Because we 16,000 registered representatives are free to build our businesses in accordance with our own principles and interests, a wide range of presentations are held. These are conducted by an incredible array of company and industry talent, as well as peers.

Our investment philosophy and portfolio management operations are mature. We’ll be looking for ways to enhance our productivity and speed of execution, as well as potential new research and information sources.

We have a deep interest in communications theory and practice as applied to the 21st century venues we use to keep in touch with you. Fortunately, some of the most talented people in the industry (maybe the world) will be available.

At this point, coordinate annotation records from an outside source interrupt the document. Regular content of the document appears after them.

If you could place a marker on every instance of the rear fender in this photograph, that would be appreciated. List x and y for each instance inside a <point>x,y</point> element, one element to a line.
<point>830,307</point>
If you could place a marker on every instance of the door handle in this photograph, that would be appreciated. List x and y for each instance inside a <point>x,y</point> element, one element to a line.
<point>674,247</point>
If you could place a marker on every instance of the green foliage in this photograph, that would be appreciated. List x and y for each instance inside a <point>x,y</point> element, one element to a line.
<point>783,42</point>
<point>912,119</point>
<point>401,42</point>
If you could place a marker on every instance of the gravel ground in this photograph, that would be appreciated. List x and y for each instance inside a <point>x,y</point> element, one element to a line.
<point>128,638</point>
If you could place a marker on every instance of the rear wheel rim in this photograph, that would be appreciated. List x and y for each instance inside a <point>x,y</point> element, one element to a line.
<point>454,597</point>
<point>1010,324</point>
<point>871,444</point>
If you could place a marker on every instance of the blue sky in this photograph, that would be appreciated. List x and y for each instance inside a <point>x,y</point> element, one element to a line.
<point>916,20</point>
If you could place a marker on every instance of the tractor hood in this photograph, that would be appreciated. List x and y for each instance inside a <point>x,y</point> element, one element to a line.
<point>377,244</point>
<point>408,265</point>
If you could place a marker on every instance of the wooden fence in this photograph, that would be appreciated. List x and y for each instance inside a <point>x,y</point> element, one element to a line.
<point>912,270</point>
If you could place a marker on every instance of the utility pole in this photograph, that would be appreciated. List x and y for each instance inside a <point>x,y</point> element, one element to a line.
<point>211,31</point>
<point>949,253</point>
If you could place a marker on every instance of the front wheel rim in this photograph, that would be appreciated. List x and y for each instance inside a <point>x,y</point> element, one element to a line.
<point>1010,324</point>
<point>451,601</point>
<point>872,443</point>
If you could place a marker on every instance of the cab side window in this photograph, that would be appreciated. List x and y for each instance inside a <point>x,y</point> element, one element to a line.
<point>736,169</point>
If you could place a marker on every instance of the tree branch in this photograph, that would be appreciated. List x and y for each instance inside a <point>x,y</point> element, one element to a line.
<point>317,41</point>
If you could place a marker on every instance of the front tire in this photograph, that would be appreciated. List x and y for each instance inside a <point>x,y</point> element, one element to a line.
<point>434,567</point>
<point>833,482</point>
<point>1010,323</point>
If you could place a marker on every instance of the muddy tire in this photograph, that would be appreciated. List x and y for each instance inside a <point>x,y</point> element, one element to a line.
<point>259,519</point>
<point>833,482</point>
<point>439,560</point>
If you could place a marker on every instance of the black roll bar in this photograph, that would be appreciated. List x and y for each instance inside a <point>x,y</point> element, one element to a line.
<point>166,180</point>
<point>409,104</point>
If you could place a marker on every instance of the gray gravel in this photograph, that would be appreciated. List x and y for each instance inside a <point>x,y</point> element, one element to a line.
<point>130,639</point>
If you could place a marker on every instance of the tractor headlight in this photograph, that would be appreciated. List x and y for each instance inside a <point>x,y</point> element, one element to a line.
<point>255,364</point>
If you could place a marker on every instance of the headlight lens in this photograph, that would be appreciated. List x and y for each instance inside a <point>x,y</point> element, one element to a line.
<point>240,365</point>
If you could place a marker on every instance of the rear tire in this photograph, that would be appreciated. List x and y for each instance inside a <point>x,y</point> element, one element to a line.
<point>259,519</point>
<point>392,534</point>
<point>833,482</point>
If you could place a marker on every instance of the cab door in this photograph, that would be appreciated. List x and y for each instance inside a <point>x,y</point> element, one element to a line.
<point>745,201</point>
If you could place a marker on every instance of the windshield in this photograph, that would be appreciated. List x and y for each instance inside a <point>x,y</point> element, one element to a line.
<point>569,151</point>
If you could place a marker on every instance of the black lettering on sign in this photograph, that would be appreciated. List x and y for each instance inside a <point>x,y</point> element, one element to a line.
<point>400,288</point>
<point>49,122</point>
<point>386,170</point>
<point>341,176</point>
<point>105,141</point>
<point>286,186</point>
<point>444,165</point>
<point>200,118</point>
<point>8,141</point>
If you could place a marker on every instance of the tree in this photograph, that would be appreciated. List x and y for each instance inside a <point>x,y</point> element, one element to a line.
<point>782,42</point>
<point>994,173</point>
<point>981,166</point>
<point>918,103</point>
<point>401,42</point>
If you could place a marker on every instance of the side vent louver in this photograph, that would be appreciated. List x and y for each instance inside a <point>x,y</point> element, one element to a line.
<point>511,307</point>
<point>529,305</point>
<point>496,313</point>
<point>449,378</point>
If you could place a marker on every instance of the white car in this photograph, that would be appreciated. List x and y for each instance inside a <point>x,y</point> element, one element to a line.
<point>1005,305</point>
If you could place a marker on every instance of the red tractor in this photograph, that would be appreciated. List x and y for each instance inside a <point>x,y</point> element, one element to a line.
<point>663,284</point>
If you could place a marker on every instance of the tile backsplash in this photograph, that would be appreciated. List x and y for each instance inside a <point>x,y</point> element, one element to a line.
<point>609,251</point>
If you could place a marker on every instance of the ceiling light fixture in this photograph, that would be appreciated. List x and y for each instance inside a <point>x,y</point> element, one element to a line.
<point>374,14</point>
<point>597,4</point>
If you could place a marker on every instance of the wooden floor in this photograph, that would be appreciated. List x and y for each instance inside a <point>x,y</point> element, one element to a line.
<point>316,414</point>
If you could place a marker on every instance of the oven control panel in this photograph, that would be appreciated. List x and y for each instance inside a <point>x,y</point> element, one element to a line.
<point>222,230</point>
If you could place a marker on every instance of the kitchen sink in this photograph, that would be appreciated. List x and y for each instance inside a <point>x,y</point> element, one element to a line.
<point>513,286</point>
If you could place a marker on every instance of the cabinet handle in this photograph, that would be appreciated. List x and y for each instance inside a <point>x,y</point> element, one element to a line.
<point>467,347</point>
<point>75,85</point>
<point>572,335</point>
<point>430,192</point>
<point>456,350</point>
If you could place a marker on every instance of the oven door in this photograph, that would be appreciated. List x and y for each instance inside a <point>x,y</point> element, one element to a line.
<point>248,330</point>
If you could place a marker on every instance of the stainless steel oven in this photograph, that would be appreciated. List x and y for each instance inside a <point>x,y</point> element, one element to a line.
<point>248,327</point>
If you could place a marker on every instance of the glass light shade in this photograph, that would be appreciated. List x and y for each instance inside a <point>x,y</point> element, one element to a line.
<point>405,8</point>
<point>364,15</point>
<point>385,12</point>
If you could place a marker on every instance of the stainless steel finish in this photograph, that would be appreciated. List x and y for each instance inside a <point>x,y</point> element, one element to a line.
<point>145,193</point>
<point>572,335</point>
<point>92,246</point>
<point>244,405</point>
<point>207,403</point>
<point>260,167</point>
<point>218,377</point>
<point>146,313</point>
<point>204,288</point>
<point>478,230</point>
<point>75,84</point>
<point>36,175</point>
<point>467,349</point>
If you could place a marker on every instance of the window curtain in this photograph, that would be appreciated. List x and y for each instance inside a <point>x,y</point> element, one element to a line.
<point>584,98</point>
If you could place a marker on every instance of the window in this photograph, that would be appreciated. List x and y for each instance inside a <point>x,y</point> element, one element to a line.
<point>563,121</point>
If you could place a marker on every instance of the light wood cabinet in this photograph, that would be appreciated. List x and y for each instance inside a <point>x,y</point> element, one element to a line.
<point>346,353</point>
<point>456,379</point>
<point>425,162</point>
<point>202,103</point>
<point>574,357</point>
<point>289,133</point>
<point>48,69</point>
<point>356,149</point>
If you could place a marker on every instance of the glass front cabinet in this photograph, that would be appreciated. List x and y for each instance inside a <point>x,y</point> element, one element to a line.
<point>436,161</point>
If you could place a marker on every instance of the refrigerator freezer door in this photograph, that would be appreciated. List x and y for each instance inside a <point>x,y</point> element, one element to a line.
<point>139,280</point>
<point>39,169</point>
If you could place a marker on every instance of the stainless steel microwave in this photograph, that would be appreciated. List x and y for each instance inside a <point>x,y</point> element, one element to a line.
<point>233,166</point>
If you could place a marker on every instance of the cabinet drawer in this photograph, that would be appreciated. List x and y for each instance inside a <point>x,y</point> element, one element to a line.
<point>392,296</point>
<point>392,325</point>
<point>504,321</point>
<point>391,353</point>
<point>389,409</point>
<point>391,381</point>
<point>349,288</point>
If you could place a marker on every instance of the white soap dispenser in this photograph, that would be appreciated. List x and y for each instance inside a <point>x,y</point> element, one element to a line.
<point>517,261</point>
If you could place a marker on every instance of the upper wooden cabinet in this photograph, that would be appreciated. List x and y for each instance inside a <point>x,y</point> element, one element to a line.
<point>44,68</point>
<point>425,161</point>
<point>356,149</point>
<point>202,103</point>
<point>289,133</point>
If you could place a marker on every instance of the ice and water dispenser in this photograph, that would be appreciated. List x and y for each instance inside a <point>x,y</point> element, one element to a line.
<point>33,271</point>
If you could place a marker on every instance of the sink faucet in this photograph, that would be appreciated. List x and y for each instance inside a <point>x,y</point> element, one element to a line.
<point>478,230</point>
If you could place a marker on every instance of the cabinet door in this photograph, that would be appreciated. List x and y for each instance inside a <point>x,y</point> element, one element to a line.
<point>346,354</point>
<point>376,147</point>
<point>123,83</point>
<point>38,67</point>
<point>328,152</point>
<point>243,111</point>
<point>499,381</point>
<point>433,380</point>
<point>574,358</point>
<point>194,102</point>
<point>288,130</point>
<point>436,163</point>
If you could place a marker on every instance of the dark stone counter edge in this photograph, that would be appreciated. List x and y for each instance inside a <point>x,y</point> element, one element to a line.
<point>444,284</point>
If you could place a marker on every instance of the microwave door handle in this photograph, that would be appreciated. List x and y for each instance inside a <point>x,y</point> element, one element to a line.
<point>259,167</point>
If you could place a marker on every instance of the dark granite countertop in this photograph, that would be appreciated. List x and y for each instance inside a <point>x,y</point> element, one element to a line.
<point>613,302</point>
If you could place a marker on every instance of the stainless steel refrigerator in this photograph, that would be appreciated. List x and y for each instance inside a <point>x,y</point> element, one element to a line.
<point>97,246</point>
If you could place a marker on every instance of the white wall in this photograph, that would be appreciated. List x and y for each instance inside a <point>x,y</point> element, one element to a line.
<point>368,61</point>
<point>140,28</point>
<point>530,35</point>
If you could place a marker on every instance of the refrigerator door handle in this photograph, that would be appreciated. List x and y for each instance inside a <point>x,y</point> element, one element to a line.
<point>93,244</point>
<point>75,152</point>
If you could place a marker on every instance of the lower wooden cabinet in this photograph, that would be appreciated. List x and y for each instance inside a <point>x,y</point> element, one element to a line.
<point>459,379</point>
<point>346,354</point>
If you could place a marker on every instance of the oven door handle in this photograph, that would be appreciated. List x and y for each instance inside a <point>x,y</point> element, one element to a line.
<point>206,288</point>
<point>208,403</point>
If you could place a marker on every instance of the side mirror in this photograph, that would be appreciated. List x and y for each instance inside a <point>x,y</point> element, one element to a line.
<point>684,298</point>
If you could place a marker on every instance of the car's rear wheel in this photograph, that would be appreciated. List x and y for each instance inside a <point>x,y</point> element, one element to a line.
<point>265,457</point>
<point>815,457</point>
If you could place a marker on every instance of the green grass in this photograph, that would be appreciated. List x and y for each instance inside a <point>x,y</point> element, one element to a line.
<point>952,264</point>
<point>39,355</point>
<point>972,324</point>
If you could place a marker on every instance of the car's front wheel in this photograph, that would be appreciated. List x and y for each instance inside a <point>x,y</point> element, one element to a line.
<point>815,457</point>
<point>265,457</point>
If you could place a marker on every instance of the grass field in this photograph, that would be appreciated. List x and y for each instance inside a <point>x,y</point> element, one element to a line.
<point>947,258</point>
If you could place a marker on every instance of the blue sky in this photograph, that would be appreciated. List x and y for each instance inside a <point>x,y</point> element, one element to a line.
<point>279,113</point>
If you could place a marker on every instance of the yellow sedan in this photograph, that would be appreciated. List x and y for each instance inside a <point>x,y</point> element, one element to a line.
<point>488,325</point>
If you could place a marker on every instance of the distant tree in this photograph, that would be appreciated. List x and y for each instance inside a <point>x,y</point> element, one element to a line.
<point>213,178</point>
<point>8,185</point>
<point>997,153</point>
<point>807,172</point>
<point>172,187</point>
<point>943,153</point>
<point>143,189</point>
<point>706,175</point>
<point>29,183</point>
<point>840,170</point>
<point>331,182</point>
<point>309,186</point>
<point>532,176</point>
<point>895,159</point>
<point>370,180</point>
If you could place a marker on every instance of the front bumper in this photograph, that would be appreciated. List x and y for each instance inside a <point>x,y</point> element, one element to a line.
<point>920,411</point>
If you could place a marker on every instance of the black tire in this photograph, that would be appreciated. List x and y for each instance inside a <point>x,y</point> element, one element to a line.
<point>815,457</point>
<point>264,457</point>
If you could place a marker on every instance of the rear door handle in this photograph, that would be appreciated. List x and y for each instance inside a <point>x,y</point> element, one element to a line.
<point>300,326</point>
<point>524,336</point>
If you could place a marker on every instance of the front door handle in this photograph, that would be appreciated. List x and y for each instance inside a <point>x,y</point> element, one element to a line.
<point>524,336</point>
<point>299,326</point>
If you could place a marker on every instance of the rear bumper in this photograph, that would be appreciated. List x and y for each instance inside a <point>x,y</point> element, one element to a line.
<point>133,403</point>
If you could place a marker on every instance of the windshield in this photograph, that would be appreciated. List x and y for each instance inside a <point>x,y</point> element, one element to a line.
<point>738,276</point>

They understand what we’re doing at 228Main.com, they have helped us all the way along, and we expect to make more progress on our plans for the future.

The cast of characters includes communications professionals in LPL departments, as well as specialized consultants like Scott McKain and Amy Florian. McKain is the author of ‘Create Distinction,’ a business best-seller that has inspired us over the years. Florian is an expert in helping advisors communicate more effectively with those who have experienced loss or difficult transitions. I’m looking forward to working with them again.

Over my long association with LPL, I’ve been fortunate to build close relationships with the leadership team. Most of this happened in the last four years, as many people in managing director and executive roles became readers and followers of our blog and social media. As we sort out the best structure for our business going forward, these connections are a great help.

I have breakfast and lunch meetings scheduled each day of the conference with key players on my LPL team. With all this, plus gatherings with friends and colleagues from around the country, it looks to be another exceptional experience.